The idea of a fourth industrial revolution was first introduced into the vernacular in 2016 by Klaus Schwab, executive chairman and founder of the World Economic Forum.
The first revolution brought us the steam engine, the second mass production, and the third was the emergence of digital technology. These paradigm-shifting disruptions fundamentally altered society each time, and we are right at the cusp of the fourth industrial revolution— connected and intelligent technologies, of which Cognitive Automation is a central component.
There are five critical imperatives that will help us on our journey with cognitive automation in this fourth industrial revolution.
Understanding the powerful transformative effect of Cognitive Automation, and adapting to it with foresight, humanity and empathy is critical. We must prepare for tomorrow today, to avoid potentially devastating consequences for the workforce, governments and all citizens of the world.
In a recent discussion with Paddy Smith of AI Magazine, we discussed a roadmap for how artificial intelligence can help us re-imagine our entire school of thought around education.
Right now, we should start adapting education to fit with the skills of the future, by focusing on the tasks that machines will never be able to do well.
Machines can build knowledge and acquire skills through a learning process, but only humans can generate real insight. Insight becomes an intuitive understanding when humans can focus on what humans can do well.
I believe the workforce needs to transition from “knowledge workers” to “insight workers.” To support this, I believe creativity, adaptability, and “learning to learn” will be the most important skills to acquire in the future.
Our education systems need to support this shift. We can learn from the past, where pedagogical shifts such as the “High School Movement” program helped the U.S. become the top economy in the world.
Singapore and South Korea are both already actively retraining their workforces to move on from automatable jobs to roles that require new skills or expertise underrepresented in today’s job market, and other countries should follow suit.
Cognitive automation enables economies to produce more with fewer resources, and there is a danger that those productivity gains will not be evenly shared.
Robert Solow, an American economist, described how wage inequality increased with technology advancement, favoring skilled over unskilled labor.
Following this idea, inequality will continuously increase in the future. Cognitive automation is likely to require fewer employees who have more qualifications. A grim result of these developments is that the middle class, which is essential for a stable society, could disappear.
Some economists consider a universal basic income (UBI) as a potential means for sharing the wealth created by rapid productivity gains. UBI refers to programs that provide people with a regular income, regardless of their employment or economic status.
According to a recent Gallup study, 85 percent of employees worldwide do not feel engaged with their work. For most of us, the 9-to-5 rat race does not seem to be part of our human nature.
Alibaba co-founder Jack Ma, predicts that in the near future, we could work fewer than three days a week, four hours a day. This model would be a direct consequence of productivity gains that will be brought by intelligent automation within the next decades.

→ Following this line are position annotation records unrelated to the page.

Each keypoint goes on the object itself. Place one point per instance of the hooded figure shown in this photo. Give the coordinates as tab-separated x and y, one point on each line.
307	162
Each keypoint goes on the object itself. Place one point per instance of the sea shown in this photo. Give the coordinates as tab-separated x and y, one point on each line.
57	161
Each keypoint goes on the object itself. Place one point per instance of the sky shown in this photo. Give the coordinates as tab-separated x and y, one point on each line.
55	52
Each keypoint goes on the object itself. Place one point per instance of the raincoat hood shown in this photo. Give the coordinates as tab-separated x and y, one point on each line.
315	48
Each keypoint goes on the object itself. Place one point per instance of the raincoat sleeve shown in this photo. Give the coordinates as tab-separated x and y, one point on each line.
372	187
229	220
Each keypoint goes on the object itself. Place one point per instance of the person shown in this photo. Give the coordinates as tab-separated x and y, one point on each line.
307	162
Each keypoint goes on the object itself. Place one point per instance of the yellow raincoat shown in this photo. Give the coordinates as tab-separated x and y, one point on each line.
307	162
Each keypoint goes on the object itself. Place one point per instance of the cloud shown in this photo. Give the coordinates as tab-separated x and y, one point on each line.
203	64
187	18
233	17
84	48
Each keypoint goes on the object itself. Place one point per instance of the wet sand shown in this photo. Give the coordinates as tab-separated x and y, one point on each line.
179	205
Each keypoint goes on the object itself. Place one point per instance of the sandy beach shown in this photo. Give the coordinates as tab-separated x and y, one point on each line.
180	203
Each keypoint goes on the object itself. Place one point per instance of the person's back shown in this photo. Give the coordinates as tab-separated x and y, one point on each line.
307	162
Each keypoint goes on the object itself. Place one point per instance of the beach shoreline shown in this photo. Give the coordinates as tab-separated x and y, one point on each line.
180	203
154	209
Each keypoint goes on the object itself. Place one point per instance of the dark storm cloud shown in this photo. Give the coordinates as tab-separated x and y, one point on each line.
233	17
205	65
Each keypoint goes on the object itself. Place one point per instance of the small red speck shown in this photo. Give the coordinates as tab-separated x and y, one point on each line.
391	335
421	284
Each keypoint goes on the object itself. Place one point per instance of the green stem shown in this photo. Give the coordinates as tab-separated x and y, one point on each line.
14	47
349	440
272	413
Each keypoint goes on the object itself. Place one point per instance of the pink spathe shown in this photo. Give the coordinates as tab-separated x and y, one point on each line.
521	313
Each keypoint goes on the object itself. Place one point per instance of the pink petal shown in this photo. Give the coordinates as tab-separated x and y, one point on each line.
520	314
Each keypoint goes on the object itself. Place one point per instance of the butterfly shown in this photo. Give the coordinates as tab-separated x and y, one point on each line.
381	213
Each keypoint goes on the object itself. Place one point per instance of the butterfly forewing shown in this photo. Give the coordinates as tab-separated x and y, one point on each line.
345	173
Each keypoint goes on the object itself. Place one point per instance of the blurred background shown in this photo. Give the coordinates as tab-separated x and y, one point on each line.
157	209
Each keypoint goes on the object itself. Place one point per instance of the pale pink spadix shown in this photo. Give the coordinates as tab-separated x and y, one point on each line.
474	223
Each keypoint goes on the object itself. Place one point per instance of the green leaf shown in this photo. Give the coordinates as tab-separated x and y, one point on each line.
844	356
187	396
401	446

With the support of wealth-sharing mechanisms like UBI, this could be a call to redefine work for the future. The new definition of "work" could provide us more time to evolve toward more purposeful occupations like taking care of others and our planet, focusing on what energizes us, and creating new forms of leisure.
Author and TED speaker Ken Robinson once said, "Our educational systems don't enable students to develop their natural creative powers. Instead, they promote uniformity and standardization." Furthermore, 75% of people today think they are not living up to their creative potential.
Education, particularly in western cultures, has come to focus on preparing students not for a life of creative ideation, but rather for a set of skills. Each grade is a ladder to the next, with standardized testing used as a blunt instrument to “sort” people into future careers based on what these inadequate metrics reveal—or don’t.
A return to the focus of education on “learning how to learn” is a potential benefit of intelligent automation. Rather than an intense focus on STEM skills that automation could usurp, re-centering on liberal arts and the so-called “soft skills” has the potential to fuel a new, modern age of enlightenment.
If we revisit the foundational imperatives (evolving our skills, sharing the wealth, rethinking work and re-inventing education), they all come together to create the basis for a new society, and a re-imagining of how we might be freed from what today we call “work.”
We have the potential to embrace a new culture focused on humanity, values, and respect for the planet. I believe our societies will need to redefine themselves in order to incorporate work in a way that allows our lives to be calmer, more equal, more communal, more thoughtful and, ultimately, more fulfilled.
To succeed, governments will need to play a vital role in planning and redefining societies that will be able to integrate this new reality. Failing to do so would most likely set the stage for unrest at an unprecedented scale.
The impact of Cognitive Automation goes far beyond the context of businesses, and will deeply disrupt the very foundation of how we live now.
The five imperatives I have presented could serve as “intelligent automation laws” that any organization, society, or government could follow.
Intelligent automation can help us move from a work-focused culture to a culture focused on humanity and values. It gives us the time to take care of others, preserve our planet, focus on our passions, and leverage our creativity. I believe this remarkable technology could enable us to refocus on what makes us truly human.